The review report found that decision-making at the department was often "slow and laborious" with "unclear roles and processes" and claimed that planned new ways of working would "remove the barriers which sap energy and prevent people being as effective as they can be."
A spokesman said: "We conducted a review to make sure we have the capability to deliver well-designed policies that have a real, measurable impact on the children and young people who need it most, while minimising costs to the taxpayer.
"The review found that the DfE has committed and hard-working staff producing high-quality work, but that the department can and should work more effectively and efficiently.
"Over the coming months we will target our staff time and money on only our top priorities, cutting red tape and concentrating on the work that adds the most value.
"We are reducing the size of our backroom staff, such as HR, finance and IT, and merging offices to reduce the cost of our buildings.

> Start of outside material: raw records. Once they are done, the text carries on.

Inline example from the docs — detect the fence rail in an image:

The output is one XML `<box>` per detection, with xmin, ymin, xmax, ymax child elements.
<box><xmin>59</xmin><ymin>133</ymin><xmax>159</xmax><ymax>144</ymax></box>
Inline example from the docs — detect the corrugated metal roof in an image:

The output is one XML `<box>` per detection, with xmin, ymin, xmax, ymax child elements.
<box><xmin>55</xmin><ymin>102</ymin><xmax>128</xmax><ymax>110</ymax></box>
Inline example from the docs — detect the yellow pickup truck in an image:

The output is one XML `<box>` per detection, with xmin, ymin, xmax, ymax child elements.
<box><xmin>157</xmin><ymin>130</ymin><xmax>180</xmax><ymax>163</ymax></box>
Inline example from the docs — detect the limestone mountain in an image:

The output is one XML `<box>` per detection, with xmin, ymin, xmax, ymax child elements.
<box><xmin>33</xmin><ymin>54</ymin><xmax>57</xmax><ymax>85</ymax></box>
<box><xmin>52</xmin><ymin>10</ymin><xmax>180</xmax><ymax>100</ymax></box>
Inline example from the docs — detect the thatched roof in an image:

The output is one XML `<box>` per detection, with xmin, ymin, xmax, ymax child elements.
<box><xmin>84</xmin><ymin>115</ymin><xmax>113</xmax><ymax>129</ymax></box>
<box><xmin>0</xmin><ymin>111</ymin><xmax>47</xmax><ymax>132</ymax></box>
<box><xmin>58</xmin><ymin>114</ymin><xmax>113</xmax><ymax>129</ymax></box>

"The DfE had already committed to reducing its administrative budget in real terms by 42 per cent from 2010/11 to 2014/15.
"Following the review, our target is a 50 per cent reduction to £290 million by 2015/16 and we have already achieved over half of these savings."
But the review, ordered by Mr Gove who has already entered into a bloody feud with teachers over examinations, academies and pensions, sparked fury from the Public and Commercial Services union (PCS).
PCS general secretary Mark Serwotka accused the Education Secretary of "playing politics with people's livelihoods and putting at risk the very important services DfE civil servants provide to teachers and the public."